Dès le même soir l'intendant revint à la chaumière. Qu'il était changé depuis le matin! Il se montra aussi humble, disons mieux, aussi rampant, qu'il avait toujours paru hautain. Il portait un panier rempli de pêches, proprement casées dans des feuilles de vigne. « Mademoiselle Juliette, dit-il avec un sourire forcé, j'en avais cueilli douze, en voici vingt-quatre. — C'est trop de la moitié, dit Charles. Donnez, je reconnaîtrai les nôtres ; pour celles de M. M…, nous ne pouvons les accepter de vous, qui n'avez pas le droit de les offrir. »

Quel orage de telles paroles auraient excité la veille! Cravel ne répondit pas un mot ; il laissa Charles reprendre ce qu'il voulut, et emporta le reste, en souhaitant le bonsoir à la famille, qui lui rendit poliment son salut.

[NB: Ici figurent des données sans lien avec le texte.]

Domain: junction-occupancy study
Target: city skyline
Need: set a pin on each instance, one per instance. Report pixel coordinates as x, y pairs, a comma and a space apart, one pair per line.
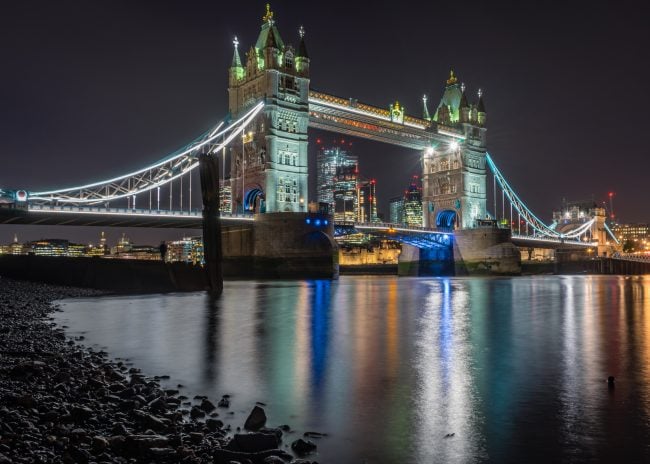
579, 177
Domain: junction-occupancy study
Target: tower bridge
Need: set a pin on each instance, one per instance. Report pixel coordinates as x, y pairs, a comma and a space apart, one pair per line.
265, 138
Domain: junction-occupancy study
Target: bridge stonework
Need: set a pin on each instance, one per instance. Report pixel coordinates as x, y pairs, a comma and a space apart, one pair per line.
269, 162
454, 173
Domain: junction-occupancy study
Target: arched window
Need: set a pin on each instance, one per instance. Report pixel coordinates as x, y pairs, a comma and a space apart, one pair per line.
288, 60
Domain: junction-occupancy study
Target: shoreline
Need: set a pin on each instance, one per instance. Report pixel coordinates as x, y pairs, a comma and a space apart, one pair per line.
63, 402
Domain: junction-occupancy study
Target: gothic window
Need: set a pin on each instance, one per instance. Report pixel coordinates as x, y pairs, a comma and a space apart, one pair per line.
288, 60
281, 189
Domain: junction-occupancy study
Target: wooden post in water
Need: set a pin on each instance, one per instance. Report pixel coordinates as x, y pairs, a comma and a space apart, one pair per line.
209, 172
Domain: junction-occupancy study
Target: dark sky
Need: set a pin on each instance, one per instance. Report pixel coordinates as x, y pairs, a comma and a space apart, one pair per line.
91, 89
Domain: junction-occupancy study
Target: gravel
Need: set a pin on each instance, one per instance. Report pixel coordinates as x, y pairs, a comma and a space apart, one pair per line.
62, 402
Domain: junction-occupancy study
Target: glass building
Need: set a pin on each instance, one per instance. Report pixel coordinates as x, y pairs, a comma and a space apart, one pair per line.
330, 175
396, 210
413, 204
367, 201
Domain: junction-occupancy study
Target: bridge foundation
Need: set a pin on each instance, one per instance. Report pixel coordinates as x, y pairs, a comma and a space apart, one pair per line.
281, 245
421, 262
485, 251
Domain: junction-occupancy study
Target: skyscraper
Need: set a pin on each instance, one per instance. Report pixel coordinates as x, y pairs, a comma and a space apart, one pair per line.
413, 204
345, 194
396, 210
367, 201
327, 162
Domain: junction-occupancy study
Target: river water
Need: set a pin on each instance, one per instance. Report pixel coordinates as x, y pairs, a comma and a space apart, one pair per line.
514, 368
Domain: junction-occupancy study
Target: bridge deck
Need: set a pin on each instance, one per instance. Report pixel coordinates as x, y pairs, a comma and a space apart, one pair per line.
112, 217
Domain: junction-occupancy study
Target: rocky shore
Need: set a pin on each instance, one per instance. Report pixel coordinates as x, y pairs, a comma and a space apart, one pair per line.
62, 402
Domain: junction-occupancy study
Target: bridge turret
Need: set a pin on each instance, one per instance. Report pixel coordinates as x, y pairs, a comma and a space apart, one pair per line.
464, 107
269, 168
236, 71
480, 109
425, 109
451, 101
302, 58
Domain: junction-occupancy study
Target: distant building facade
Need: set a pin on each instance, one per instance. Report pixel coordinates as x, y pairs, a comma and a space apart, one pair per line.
186, 250
413, 204
396, 214
367, 201
331, 163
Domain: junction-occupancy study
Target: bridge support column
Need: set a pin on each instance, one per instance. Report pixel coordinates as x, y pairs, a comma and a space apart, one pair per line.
485, 251
209, 172
281, 245
421, 262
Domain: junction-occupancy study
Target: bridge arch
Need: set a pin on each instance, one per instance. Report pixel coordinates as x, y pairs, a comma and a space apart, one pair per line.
446, 219
254, 199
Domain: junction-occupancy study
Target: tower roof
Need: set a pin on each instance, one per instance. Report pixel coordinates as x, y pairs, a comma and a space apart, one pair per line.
269, 28
480, 106
236, 60
451, 98
302, 48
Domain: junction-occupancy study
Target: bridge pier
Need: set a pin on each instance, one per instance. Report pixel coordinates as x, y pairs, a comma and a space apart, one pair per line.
422, 262
485, 251
281, 245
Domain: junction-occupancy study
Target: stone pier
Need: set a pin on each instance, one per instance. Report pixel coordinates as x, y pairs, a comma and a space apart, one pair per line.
281, 245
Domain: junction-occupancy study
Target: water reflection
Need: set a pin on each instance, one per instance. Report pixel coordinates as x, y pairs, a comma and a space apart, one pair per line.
515, 369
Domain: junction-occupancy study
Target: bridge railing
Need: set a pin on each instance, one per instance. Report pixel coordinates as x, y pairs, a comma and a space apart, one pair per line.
71, 209
632, 257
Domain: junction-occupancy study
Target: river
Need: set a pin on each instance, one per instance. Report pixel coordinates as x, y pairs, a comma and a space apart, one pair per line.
514, 368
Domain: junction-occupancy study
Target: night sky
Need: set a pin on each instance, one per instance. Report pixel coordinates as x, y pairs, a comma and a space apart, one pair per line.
91, 89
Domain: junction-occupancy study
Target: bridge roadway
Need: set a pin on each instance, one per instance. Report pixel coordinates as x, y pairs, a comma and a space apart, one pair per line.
100, 216
350, 117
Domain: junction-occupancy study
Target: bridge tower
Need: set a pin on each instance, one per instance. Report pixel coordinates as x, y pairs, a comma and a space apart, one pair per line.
454, 173
268, 164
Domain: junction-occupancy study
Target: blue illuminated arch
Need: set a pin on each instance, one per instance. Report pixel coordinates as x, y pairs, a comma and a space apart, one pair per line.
446, 219
251, 198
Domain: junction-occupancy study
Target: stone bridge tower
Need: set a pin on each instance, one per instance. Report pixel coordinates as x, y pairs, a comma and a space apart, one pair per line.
454, 173
268, 164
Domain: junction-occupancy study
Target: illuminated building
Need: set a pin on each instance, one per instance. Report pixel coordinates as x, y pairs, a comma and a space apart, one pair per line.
631, 231
367, 201
413, 204
345, 194
186, 250
48, 247
225, 197
328, 161
101, 249
454, 173
268, 169
14, 248
127, 250
396, 210
633, 237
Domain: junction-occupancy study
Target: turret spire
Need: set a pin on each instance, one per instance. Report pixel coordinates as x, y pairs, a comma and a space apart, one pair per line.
236, 60
268, 17
302, 48
452, 78
425, 109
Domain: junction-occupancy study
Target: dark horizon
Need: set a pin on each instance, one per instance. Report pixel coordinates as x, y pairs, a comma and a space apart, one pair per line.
93, 90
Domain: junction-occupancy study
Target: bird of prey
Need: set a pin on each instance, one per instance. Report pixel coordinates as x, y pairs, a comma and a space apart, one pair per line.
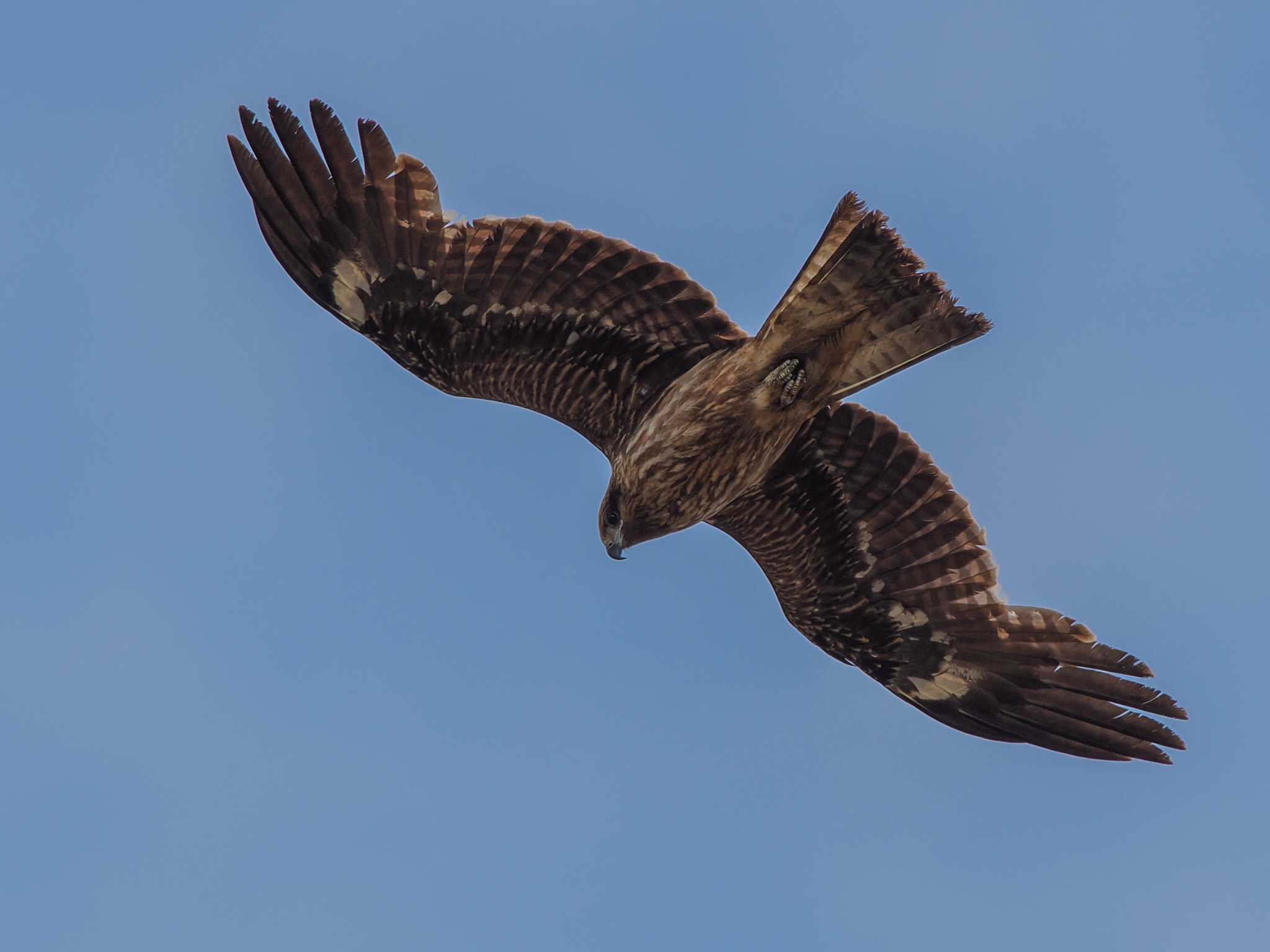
871, 553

Le lendemain, André, qui s'était approché du lac, revint, tout joyeux, dire que Cravel faisait enlever son réservoir. Quelques moments après, l'intendant arriva en effet avec un large baquet rempli de poissons. « Voilà qui vous appartient, monsieur Charles, dit-il, en le déposant devant ses pieds. — Fort bien, monsieur. Isabelle, c'est l'heure d'aller au marché, prépare-toi. Vois-tu les belles truites que tu auras à vendre? Aujourd'hui c'est M. Cravel qui a pêché pour toi. » Après s'être permis cette légère plaisanterie, il plaça les poissons dans le panier d'Isabelle, et rendit à l'homme son baquet.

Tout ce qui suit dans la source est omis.